Changes in AMPA glutamate and dopamine D2 receptors in hypoxic-ischemic basal ganglia necrosis.

Changes in the AMPA glutamate receptor subunits (GluR1, 2-3, and 4) and dopamine D2 receptor (D2R) were investigated in 16 cases of hypoxic-ischemic basal ganglia necrosis (BGN) by immunohistochemistry. Immunoreactivity to GluR1, 2-3, and 4 was observed in the cytoplasm and dendrites of small and large neurons in the basal ganglia. Neuronal immunoreactivity to GluR1, 2-3, and 4 was decreased in cases with acute BGN as compared with that in age-matched controls, the areas of decreased immunoreactivity corresponding to the damaged regions observed on hematoxylin and eosin staining. Glia in the basal ganglia exhibited immunoreactivity to GluR4 in 4 patients with acute BGN, 3 of the 4 surviving for 12 to 35 days.

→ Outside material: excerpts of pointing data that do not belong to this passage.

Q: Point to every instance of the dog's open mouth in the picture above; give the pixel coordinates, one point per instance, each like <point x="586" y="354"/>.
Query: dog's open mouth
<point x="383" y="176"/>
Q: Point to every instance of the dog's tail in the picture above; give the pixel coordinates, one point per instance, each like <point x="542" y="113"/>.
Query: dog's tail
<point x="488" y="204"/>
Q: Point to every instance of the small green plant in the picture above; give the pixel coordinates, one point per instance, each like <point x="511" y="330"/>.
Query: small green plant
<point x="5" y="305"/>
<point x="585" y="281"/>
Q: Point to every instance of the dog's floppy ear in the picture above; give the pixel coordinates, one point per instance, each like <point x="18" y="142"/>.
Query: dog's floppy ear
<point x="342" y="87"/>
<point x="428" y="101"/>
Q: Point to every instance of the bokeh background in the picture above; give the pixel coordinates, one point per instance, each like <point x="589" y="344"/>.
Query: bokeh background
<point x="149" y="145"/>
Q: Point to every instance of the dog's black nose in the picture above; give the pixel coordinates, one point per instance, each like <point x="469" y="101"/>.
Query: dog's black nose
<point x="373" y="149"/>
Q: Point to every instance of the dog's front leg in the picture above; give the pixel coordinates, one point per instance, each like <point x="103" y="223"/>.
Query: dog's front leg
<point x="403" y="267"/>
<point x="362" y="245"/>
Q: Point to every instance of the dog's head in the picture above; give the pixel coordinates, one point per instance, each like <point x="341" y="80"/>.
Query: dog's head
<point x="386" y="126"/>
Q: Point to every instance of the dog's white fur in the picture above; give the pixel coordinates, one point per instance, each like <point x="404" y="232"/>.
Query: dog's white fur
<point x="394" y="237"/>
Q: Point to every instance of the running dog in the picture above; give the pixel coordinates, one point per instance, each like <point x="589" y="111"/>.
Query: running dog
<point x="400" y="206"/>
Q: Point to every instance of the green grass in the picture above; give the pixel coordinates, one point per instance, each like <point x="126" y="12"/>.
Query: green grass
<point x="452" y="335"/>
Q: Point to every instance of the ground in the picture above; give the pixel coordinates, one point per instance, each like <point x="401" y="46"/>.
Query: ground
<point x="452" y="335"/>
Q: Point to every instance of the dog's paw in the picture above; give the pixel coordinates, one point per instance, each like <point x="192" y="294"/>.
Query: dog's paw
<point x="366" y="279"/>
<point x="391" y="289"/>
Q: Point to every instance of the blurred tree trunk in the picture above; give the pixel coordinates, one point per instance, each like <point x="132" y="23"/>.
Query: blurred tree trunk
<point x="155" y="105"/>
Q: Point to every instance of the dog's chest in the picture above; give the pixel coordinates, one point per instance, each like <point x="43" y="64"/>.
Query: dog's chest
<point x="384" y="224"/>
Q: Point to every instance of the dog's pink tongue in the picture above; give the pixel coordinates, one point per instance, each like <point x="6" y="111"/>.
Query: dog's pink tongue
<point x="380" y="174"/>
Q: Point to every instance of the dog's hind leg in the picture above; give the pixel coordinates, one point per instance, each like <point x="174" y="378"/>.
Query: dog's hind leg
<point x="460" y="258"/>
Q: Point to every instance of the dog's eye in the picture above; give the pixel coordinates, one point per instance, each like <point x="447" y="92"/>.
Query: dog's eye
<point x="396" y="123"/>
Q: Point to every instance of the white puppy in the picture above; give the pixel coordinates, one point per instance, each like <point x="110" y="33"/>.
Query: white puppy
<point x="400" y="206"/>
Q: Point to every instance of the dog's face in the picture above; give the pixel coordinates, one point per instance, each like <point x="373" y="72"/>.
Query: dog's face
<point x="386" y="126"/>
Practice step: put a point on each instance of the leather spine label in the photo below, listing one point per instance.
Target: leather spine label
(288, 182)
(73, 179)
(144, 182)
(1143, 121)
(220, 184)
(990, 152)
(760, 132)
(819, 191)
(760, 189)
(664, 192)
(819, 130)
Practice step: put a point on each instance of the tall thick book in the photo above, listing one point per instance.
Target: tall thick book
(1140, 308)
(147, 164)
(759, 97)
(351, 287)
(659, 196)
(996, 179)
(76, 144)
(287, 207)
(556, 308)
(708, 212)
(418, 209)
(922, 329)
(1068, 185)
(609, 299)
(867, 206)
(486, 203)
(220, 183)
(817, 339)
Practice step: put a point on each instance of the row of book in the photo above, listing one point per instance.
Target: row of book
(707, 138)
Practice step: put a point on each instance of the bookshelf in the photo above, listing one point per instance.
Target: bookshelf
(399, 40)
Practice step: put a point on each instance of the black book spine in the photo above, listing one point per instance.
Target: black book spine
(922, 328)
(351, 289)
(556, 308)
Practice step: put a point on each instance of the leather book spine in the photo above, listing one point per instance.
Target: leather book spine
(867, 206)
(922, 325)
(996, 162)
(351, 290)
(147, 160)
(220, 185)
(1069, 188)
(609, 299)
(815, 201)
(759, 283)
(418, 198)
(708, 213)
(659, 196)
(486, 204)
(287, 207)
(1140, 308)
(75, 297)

In addition, neuronal immunoreactivity to D2R was also decreased in cases of acute BGN, the decrease being similar to that of GluR1, 2-3, and 4. Our results suggest that excitotoxicity mediated by GluR1, 2-3, and 4 is involved in the pathogenesis of hypoxic-ischemic neuronal damage, and that GluR4 expressed in glia of the BG in the late stage of hypoxic-ischemic injury may participate in the delayed and long-term response of the glia to injury. The decrease in neuronal D2R may be related to downregulated synthesis of the D2R protein induced by the decrease in GluR1-4 in the basal ganglia.